営業自粛期間にインスタライブで家庭向けに料理の作り方を生配信

生産者とのトークライブやシェフ同士のコラボ企画も

 東京の地下鉄三越前駅から徒歩1分の複合商業施設「コレド室町2」1階に、2014年3月オープンしたフレンチ「ラ・ボンヌターブル」。

ライブ配信で調理法を紹介

インスタライブ配信の様子。視聴者から質問などが入ると、その場で撮影スタッフが読み、中村氏が回答。リアルタイムの交流も好評だ

 新型コロナの影響で店の休業が決まった3月末から、シェフの中村和成氏が始めたのが、Instagramでのライブ配信だ。「Instagramは、2015年頃から始めて、フォロワーは1400人ほどいました。店が休業することになり、フォロワーの方々のために何かできないかと考え、ライブ映像配信機能・インスタライブを活用し、『ハプニングキッチン』と題したレシピ公開の生配信を始めることにしました」と中村氏は語る。海外のシェフがインスタライブでレシピを紹介している動画を参考にしつつ、「最小限の材料で家庭でもおいしく作れる」をコンセプトに和・洋・中など、ジャンルを問わずオリジナルメニューを調理する様子を発信。撮影は主に店のスタッフが担当し、2カ月で50件以上のレシピを公開した。また、同じ画面で2人同時に映像配信ができるインスタライブの機能を使い、他店のシェフとのコラボ料理教室を行ったり、店で使っている食材の生産者とのトークライブなども実施。「料理の作り方だけでなく、料理人や生産者の想いやこだわりも知ってもらえればと考えました」と中村氏。コラボしたシェフや生産者のフォロワーが中村氏をフォローするなど思わぬ効果もあり、6月末時点でフォロワーは3600人を突破した。
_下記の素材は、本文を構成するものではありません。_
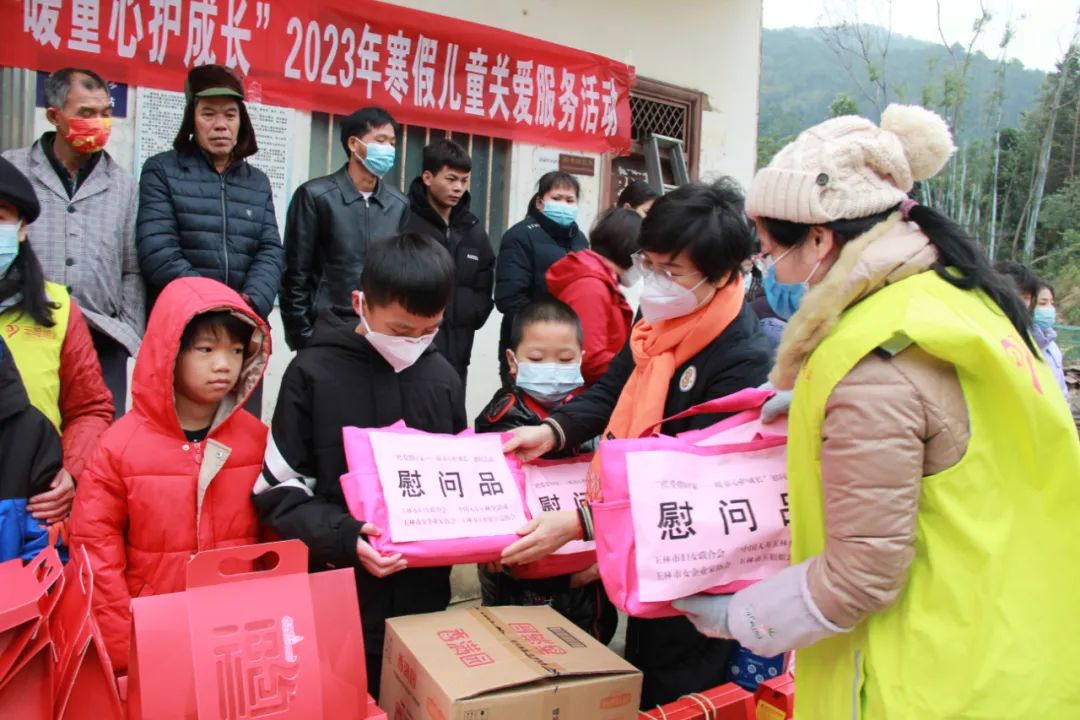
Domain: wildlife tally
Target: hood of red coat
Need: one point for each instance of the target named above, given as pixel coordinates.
(152, 394)
(576, 266)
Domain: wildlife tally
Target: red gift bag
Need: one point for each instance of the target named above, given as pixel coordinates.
(241, 642)
(727, 702)
(774, 700)
(27, 597)
(85, 685)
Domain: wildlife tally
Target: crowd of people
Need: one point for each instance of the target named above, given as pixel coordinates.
(932, 459)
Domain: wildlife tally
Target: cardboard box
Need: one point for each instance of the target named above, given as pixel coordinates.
(502, 664)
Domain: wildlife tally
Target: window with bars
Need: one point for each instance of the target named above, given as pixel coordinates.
(650, 117)
(657, 108)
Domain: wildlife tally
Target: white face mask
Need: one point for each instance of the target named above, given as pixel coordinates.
(549, 383)
(400, 352)
(663, 299)
(630, 276)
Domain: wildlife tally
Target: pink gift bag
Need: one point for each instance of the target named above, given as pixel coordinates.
(557, 485)
(440, 500)
(705, 512)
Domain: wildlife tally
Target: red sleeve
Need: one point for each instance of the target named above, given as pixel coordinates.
(589, 298)
(86, 405)
(99, 524)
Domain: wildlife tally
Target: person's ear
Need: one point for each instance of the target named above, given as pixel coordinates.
(824, 243)
(512, 362)
(356, 147)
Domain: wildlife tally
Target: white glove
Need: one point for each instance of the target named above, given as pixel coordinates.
(707, 612)
(778, 614)
(775, 406)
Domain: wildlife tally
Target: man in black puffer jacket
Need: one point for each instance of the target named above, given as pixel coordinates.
(203, 211)
(333, 219)
(439, 205)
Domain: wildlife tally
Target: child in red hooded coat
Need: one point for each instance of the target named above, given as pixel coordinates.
(174, 476)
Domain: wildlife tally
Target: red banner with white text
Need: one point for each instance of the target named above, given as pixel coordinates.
(336, 56)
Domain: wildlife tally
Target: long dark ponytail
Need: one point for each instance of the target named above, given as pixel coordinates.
(960, 261)
(26, 277)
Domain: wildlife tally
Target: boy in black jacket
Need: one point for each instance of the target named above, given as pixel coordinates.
(30, 449)
(369, 366)
(544, 360)
(439, 207)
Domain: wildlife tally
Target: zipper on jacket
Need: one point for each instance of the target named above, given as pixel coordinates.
(367, 226)
(225, 232)
(856, 684)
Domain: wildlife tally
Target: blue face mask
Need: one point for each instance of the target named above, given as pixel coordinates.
(561, 213)
(9, 244)
(549, 382)
(380, 158)
(784, 298)
(1045, 316)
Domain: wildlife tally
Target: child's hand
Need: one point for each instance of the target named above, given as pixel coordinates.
(54, 505)
(380, 566)
(542, 535)
(531, 442)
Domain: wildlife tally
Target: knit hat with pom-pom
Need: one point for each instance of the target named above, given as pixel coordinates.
(848, 167)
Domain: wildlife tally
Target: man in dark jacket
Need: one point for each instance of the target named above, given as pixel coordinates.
(333, 219)
(354, 371)
(203, 211)
(439, 204)
(32, 456)
(529, 248)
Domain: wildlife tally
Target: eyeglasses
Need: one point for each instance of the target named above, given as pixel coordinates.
(767, 261)
(663, 274)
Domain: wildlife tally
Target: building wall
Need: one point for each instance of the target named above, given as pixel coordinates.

  • インスタライブの動画はInstagram上で公開できる。過去の配信動画をきっかけにフォロワーが増えることも
  • 付き合いのある梅干しの生産者とのコラボ企画。生産者の想いをフォロワーに紹介する好機となった

 また、5月からはYouTubeでの動画配信もスタート。動画の編集や配信は知人に依頼しており、フレンチのソースを応用して作るパスタなど、身近な食材を使いつつ、より中村氏のオリジナリティが感じられる料理を紹介している。「インスタライブはあくまでフォロワー向けの配信ですが、YouTubeは誰でも見られるのが魅力。一方、インスタライブは生の臨場感があり、特別な編集も不要なので継続しやすい手軽さも特徴です」と中村氏。

細かい説明が必要なものはYouTubeで
YouTubeでは、テロップなどで補足の情報を入れたいレシピを公開するなど、目的に合わせて使い分けている

 6月1日から店の営業を再開したため、レシピ公開の配信頻度は少なくなったが、現在も週に2~3回、仕込み中や、まかないを作りながらトークするライブ配信を継続中だ。「いつかは生産地など店以外の場所からの配信や、視聴者参加型のオンライン料理教室にも挑戦したい」と中村氏。今後も動画を使った交流を継続し、ファンを増やしていく考えだ。

ラ・ボンヌターブル(LA BONNE TABLE) 【東京・日本橋】
東京都中央区日本橋室町2-3-1
https://r.gnavi.co.jp/gvgsgx9x0000/
東京・日本橋の商業施設に2014年オープン。“Farm to Table”をコンセプトに掲げ、生産者から直接仕入れる食材を使用した料理を提供。料理はコースのみ(ランチ5,000円、ディナー1万円)。
シェフ 中村 和成氏
大学卒業後に調理師専門学校へ進み、フレンチの道へ。多数の有名店で修業後、「レフェルヴェソンス」のスーシェフを経て現職に。